A prerequisite is a job that keeps other jobs from executing until it is competed. For instance, you may have a number of jobs that can only run if a previous job has completed updating a file or a database.
In addition to the basic prerequisite, you can set up to five conditions to each prerequisite job. These conditional algorithms allow you to control whether a prerequisite releases a subsequent job based on the evaluation of the statement.
If no conditions are added, the currently selected job will hold up the subsequent job until it completes. By entering commands in this area, additional conditions may be put on the prerequisite. The if condition has a variable or parameter (from the parameter list), an operand and a value that must be met to allow the prerequisite to release the job.
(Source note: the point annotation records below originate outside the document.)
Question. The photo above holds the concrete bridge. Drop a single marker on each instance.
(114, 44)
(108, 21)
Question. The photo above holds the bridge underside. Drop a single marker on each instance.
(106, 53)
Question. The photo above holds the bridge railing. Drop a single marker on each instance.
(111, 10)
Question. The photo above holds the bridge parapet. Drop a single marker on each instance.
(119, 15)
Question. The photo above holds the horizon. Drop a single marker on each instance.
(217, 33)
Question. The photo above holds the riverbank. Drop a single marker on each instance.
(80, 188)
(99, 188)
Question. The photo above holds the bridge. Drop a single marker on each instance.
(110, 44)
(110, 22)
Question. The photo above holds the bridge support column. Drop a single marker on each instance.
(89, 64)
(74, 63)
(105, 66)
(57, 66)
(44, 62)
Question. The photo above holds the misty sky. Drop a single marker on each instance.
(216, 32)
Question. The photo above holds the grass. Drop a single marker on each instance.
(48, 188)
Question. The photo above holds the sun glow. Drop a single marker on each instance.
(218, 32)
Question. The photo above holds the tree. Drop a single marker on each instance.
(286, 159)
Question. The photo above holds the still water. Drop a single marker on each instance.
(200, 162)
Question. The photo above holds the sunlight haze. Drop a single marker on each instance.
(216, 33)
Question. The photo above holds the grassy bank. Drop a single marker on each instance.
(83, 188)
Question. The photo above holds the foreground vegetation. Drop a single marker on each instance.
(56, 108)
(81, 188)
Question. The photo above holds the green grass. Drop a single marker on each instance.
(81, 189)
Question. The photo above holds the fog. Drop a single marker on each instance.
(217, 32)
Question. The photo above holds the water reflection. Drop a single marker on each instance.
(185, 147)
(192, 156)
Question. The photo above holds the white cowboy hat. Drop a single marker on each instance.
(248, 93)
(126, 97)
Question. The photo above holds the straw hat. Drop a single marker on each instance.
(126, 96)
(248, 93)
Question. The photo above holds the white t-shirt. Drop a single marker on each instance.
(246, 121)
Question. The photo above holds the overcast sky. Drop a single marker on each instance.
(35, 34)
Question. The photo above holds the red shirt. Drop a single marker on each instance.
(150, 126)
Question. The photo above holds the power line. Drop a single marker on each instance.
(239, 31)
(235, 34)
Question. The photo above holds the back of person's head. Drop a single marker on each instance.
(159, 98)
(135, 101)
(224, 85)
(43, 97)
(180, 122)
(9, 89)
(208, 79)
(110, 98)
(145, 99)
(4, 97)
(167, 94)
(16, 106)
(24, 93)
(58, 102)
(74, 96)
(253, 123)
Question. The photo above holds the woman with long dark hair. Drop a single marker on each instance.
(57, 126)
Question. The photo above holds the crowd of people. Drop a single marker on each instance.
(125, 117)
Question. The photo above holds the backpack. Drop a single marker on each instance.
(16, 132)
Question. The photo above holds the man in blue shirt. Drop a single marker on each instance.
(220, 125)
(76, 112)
As many as five conditions may be added to the prerequisite definition. The relationship between the conditions is an OR condition. In other words, if any of the conditions is met it will release the subsequent job. To remove conditions, simply highlight the command to remove and press the delete button. To learn more about the operators and variables that are used in the initiates list, click on the links.
Setting prerequisite conditions
The prerequisites are entered in a list that can be associated with any job entry in the database. All the jobs on this list must complete successfully before the job is allowed to proceed.
Each line of this list specifies one job either on the local system or on a remote system. The format of each line is detailed below:
General format:
job_name [IF condition]
The job name can be any of the following:
job
[directory]job
[directory.subdirectory]job
[.subdirectory]job
Any of the pieces of the name that are left off are picked up by default from the current job. Here is an example of a typical prerequisite list:
[DEMO.A]REPORT_3.prerequisites
IF COUNT .NE. 4 THEN UPDATE_C
UPDATE_B
UPDATE_A
The addition of a node name to a job name indicates that the system is to send a message to that remote node requesting a return message when the prerequisite job completes. This is used in a "peer-to-peer" network configuration where another system (or cluster) has its own scheduling database and job synchronization is needed between these two independent systems.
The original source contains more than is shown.